Hell Bent For Metal's second ever special, and their first in partnership with Knofest, takes the Camp Classic feature from the regular show – where they take a work of heavy metal that spoke to them as queers and explain why – and turns it into an in-depth feature-length episode available exclusively through Knotfest Premium.
The album they are looking at 'Endarkenment', the 2020 album from Anaal Nathrakh, the Birmingham, UK experts in making grinding black metal that sounds searing and vile. Which, apparently, can be interpreted as a queer concept record. And while one of the hosts was convinced at the start, the other needs a little bit of persuading, as he just heard the usual mix of politics, swearing, and noises that sounds like an angry demagorgon passing through a jet engine.

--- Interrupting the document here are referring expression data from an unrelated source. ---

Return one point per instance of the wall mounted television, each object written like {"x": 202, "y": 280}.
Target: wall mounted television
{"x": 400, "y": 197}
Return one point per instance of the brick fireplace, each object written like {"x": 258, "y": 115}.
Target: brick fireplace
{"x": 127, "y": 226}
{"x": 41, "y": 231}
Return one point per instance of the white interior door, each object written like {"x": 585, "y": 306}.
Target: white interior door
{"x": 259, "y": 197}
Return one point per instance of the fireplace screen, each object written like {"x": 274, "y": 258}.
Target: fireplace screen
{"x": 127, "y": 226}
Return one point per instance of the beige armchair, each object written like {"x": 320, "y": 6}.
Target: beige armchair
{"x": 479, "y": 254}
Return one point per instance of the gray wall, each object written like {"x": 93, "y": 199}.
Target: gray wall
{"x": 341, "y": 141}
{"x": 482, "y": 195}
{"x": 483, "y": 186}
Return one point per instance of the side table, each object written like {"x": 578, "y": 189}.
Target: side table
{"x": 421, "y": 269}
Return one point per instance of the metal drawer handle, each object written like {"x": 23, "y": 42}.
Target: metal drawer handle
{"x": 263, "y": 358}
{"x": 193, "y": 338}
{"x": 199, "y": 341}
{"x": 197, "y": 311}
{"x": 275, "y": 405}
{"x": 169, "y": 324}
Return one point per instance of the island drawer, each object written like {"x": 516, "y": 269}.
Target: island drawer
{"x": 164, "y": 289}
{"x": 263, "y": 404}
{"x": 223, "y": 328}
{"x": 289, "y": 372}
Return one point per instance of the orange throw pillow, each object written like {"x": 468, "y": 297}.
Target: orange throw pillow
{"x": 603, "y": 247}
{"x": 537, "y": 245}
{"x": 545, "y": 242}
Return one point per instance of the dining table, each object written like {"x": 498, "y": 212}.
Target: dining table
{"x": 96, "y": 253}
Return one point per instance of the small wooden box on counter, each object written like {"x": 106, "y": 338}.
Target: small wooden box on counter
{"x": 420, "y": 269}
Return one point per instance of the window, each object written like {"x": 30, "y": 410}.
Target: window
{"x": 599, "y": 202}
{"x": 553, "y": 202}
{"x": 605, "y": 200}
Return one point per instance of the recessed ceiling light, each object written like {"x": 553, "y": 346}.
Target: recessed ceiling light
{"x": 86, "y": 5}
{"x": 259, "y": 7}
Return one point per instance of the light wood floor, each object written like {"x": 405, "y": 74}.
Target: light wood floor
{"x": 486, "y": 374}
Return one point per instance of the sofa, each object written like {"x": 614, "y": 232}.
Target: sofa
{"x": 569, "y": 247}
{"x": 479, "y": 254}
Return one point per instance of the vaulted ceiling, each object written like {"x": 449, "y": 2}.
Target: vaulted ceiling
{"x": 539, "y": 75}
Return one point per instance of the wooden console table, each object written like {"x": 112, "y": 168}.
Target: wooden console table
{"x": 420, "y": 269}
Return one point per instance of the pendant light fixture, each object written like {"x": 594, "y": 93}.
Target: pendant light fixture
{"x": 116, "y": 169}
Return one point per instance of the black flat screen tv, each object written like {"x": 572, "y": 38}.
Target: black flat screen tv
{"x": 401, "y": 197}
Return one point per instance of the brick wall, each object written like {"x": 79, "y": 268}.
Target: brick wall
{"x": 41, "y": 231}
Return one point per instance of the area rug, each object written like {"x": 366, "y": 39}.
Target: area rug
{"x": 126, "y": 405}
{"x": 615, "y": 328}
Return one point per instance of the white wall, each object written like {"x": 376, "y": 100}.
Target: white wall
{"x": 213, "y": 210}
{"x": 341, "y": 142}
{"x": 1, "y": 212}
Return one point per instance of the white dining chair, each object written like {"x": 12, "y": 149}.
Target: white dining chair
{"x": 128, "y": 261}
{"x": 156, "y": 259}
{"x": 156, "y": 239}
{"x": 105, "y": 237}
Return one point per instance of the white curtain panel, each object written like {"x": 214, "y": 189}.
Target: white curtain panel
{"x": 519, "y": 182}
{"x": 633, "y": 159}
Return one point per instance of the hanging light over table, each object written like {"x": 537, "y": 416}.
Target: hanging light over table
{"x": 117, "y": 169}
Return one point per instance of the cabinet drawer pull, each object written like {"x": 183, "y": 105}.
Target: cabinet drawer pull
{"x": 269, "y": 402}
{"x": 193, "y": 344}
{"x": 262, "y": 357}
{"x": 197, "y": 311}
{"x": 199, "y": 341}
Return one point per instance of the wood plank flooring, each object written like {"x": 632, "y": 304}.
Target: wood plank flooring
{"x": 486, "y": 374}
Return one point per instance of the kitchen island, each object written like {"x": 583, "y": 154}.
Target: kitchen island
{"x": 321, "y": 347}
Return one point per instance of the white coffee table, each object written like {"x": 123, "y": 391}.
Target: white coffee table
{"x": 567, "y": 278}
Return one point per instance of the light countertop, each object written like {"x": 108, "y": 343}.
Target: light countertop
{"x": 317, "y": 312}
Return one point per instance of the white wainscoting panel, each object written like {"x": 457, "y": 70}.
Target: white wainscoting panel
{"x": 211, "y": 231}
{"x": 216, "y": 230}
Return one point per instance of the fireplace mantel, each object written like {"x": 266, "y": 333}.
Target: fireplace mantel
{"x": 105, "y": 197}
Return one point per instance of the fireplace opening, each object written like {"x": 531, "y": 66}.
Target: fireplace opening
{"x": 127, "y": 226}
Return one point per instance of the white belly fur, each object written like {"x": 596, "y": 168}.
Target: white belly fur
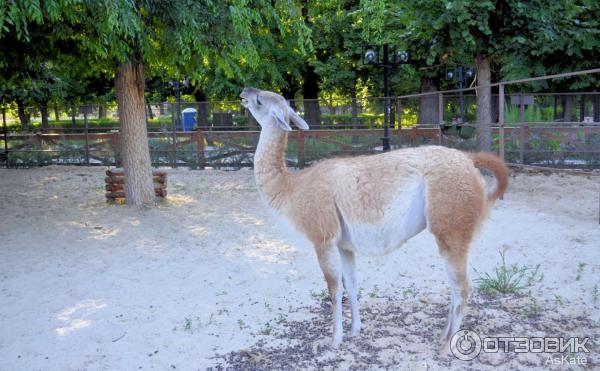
{"x": 403, "y": 219}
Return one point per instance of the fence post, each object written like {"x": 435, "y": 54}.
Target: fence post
{"x": 174, "y": 139}
{"x": 199, "y": 138}
{"x": 5, "y": 137}
{"x": 501, "y": 120}
{"x": 300, "y": 148}
{"x": 86, "y": 132}
{"x": 399, "y": 110}
{"x": 522, "y": 129}
{"x": 440, "y": 117}
{"x": 116, "y": 148}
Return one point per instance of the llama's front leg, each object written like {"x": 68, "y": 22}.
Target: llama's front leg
{"x": 456, "y": 266}
{"x": 351, "y": 286}
{"x": 331, "y": 265}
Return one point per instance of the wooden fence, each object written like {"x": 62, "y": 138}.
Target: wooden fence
{"x": 560, "y": 146}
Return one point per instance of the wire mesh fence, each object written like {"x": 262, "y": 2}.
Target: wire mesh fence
{"x": 548, "y": 129}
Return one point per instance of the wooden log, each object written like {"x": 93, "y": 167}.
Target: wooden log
{"x": 121, "y": 187}
{"x": 121, "y": 172}
{"x": 121, "y": 180}
{"x": 121, "y": 194}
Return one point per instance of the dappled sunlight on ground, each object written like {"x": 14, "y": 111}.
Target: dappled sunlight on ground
{"x": 177, "y": 200}
{"x": 74, "y": 317}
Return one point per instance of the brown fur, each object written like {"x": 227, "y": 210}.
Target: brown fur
{"x": 321, "y": 200}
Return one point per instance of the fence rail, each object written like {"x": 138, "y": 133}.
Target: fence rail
{"x": 541, "y": 128}
{"x": 561, "y": 146}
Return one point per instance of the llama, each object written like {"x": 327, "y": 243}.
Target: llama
{"x": 373, "y": 204}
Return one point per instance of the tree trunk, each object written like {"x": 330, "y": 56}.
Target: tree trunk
{"x": 568, "y": 108}
{"x": 289, "y": 93}
{"x": 310, "y": 91}
{"x": 23, "y": 115}
{"x": 428, "y": 105}
{"x": 44, "y": 112}
{"x": 484, "y": 106}
{"x": 101, "y": 111}
{"x": 202, "y": 110}
{"x": 129, "y": 87}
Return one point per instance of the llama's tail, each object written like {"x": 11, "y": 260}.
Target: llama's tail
{"x": 497, "y": 166}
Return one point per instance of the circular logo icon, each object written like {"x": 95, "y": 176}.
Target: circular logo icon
{"x": 465, "y": 345}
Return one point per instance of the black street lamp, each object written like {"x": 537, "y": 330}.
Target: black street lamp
{"x": 371, "y": 57}
{"x": 177, "y": 86}
{"x": 461, "y": 75}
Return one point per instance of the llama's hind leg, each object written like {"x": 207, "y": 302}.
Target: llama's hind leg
{"x": 331, "y": 265}
{"x": 351, "y": 286}
{"x": 455, "y": 256}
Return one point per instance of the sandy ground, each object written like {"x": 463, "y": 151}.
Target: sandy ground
{"x": 206, "y": 280}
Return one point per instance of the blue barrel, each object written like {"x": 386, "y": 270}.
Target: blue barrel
{"x": 188, "y": 119}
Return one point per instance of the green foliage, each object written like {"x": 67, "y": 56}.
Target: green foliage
{"x": 508, "y": 279}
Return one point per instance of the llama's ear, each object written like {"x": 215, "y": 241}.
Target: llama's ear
{"x": 280, "y": 118}
{"x": 297, "y": 120}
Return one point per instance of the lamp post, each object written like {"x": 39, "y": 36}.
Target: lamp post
{"x": 461, "y": 75}
{"x": 371, "y": 57}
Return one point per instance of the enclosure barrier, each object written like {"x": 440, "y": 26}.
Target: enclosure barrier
{"x": 542, "y": 129}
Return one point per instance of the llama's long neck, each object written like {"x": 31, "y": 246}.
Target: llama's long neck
{"x": 270, "y": 170}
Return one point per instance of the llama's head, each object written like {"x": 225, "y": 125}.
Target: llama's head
{"x": 271, "y": 110}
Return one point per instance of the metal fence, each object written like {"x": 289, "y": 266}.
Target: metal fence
{"x": 547, "y": 129}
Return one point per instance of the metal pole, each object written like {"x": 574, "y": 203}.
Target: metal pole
{"x": 461, "y": 85}
{"x": 440, "y": 118}
{"x": 386, "y": 101}
{"x": 501, "y": 120}
{"x": 174, "y": 136}
{"x": 87, "y": 145}
{"x": 522, "y": 129}
{"x": 5, "y": 136}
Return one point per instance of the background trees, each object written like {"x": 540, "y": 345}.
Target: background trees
{"x": 63, "y": 52}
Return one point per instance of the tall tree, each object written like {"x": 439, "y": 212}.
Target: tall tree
{"x": 128, "y": 35}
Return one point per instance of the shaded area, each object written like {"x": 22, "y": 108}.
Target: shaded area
{"x": 403, "y": 333}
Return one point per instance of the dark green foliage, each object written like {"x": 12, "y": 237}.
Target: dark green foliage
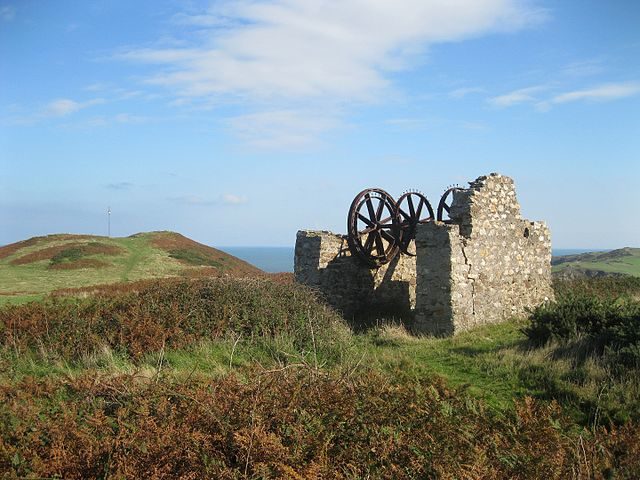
{"x": 137, "y": 319}
{"x": 194, "y": 257}
{"x": 293, "y": 424}
{"x": 67, "y": 255}
{"x": 601, "y": 314}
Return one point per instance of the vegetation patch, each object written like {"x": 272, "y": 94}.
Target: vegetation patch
{"x": 195, "y": 257}
{"x": 68, "y": 252}
{"x": 8, "y": 250}
{"x": 193, "y": 253}
{"x": 293, "y": 424}
{"x": 79, "y": 264}
{"x": 601, "y": 326}
{"x": 152, "y": 316}
{"x": 624, "y": 261}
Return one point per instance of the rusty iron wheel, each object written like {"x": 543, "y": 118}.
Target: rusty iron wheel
{"x": 413, "y": 209}
{"x": 370, "y": 227}
{"x": 444, "y": 206}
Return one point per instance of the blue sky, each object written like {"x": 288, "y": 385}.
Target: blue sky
{"x": 238, "y": 123}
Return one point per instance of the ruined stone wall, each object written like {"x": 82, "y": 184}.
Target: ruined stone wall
{"x": 487, "y": 265}
{"x": 323, "y": 261}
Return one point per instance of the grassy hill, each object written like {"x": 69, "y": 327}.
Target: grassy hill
{"x": 624, "y": 261}
{"x": 37, "y": 266}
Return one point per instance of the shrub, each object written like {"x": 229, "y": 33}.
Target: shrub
{"x": 604, "y": 325}
{"x": 291, "y": 424}
{"x": 146, "y": 317}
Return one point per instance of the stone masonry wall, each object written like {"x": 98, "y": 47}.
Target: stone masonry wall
{"x": 485, "y": 266}
{"x": 323, "y": 261}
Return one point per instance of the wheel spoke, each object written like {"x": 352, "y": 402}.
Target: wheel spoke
{"x": 365, "y": 220}
{"x": 368, "y": 244}
{"x": 412, "y": 210}
{"x": 385, "y": 221}
{"x": 419, "y": 210}
{"x": 366, "y": 230}
{"x": 387, "y": 236}
{"x": 379, "y": 244}
{"x": 380, "y": 208}
{"x": 372, "y": 212}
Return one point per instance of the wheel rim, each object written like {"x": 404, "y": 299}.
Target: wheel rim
{"x": 370, "y": 227}
{"x": 413, "y": 209}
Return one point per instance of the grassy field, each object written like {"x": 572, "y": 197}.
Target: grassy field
{"x": 248, "y": 378}
{"x": 624, "y": 261}
{"x": 35, "y": 267}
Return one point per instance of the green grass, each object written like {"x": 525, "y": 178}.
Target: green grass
{"x": 139, "y": 260}
{"x": 624, "y": 261}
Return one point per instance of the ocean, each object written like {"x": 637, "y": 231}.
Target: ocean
{"x": 269, "y": 259}
{"x": 280, "y": 259}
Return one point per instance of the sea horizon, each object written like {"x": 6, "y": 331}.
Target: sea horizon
{"x": 280, "y": 259}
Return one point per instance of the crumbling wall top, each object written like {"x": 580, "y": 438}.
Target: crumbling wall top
{"x": 490, "y": 199}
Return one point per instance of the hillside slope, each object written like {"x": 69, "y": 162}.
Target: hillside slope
{"x": 623, "y": 261}
{"x": 39, "y": 265}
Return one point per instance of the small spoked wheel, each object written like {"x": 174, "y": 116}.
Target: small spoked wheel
{"x": 413, "y": 209}
{"x": 444, "y": 206}
{"x": 370, "y": 227}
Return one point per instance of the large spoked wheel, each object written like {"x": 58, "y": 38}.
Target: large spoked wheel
{"x": 444, "y": 206}
{"x": 370, "y": 227}
{"x": 413, "y": 209}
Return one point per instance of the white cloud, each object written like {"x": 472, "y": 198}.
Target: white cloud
{"x": 197, "y": 200}
{"x": 523, "y": 95}
{"x": 282, "y": 129}
{"x": 463, "y": 92}
{"x": 64, "y": 106}
{"x": 231, "y": 199}
{"x": 304, "y": 48}
{"x": 7, "y": 13}
{"x": 609, "y": 91}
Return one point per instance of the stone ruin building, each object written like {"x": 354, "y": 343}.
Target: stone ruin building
{"x": 485, "y": 265}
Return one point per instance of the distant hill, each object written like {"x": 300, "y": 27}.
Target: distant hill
{"x": 624, "y": 261}
{"x": 39, "y": 265}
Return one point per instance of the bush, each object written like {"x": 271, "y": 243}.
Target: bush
{"x": 146, "y": 317}
{"x": 291, "y": 424}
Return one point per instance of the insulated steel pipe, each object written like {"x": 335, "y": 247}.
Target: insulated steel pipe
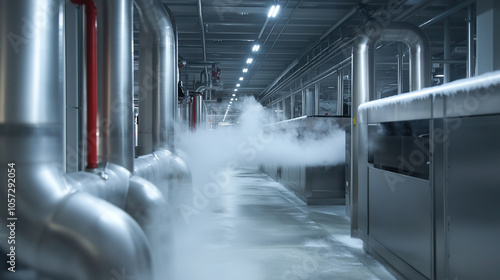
{"x": 60, "y": 233}
{"x": 157, "y": 21}
{"x": 363, "y": 80}
{"x": 91, "y": 45}
{"x": 115, "y": 83}
{"x": 147, "y": 84}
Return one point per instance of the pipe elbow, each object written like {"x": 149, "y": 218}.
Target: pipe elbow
{"x": 109, "y": 183}
{"x": 93, "y": 240}
{"x": 145, "y": 203}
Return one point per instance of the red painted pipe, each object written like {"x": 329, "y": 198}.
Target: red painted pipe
{"x": 91, "y": 38}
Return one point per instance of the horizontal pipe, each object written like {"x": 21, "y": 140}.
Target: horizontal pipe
{"x": 61, "y": 233}
{"x": 447, "y": 13}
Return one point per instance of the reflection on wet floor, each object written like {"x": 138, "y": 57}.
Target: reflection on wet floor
{"x": 255, "y": 229}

Anaal Nathrakh's trademarks are the scathing, biting wit of the lyrics, filtered through the vitriolic musical talents of Mick Kenney and Dave Hunt, and distilled in thunderous fury. And perhaps inevitably, when you have a band possessing such clearly massive levels of knowledge, awareness, and engagement with the world around them, the sardonic lyrical slant takes on some very real, current issues – and never more overtly so than in the case of the songs on 'Endarkenment'.
The album's intelligent sociopolitical commentary, while not specifically aimed at or in reference to the LGBT+ community, is revealed to contain extensive relevance to the queer experience in its subject matter. From the intractability of many of those with anti-LGBT+ views, and gay neoligisims in reference to repressive politicians, through to the oddity of those who take offense at men wearing make-up, and inevitably ending in some of the darker corners of religious dogma and anti-LGBT+ violence.
The discussion takes in the experience of the 21st-century queer, politics, religion, and the most extreme and horrific end point of prejudice. Also, because it's Anaal Nathrakh, and because there's a song on the album called "Libidinous (A Pig With Cocks In Its Eyes)", there's some very juvenile chortles.
And, of course, there's some discussion about why Anaal Nathrakh are brilliant, why they matter so much not just to the hosts to extreme fans in the UK, and how Tom accidentally ended up picking the opening track for one of their headline shows… possibly…
Warning: This show contains Birmingham accents. Fake ones. Done very badly.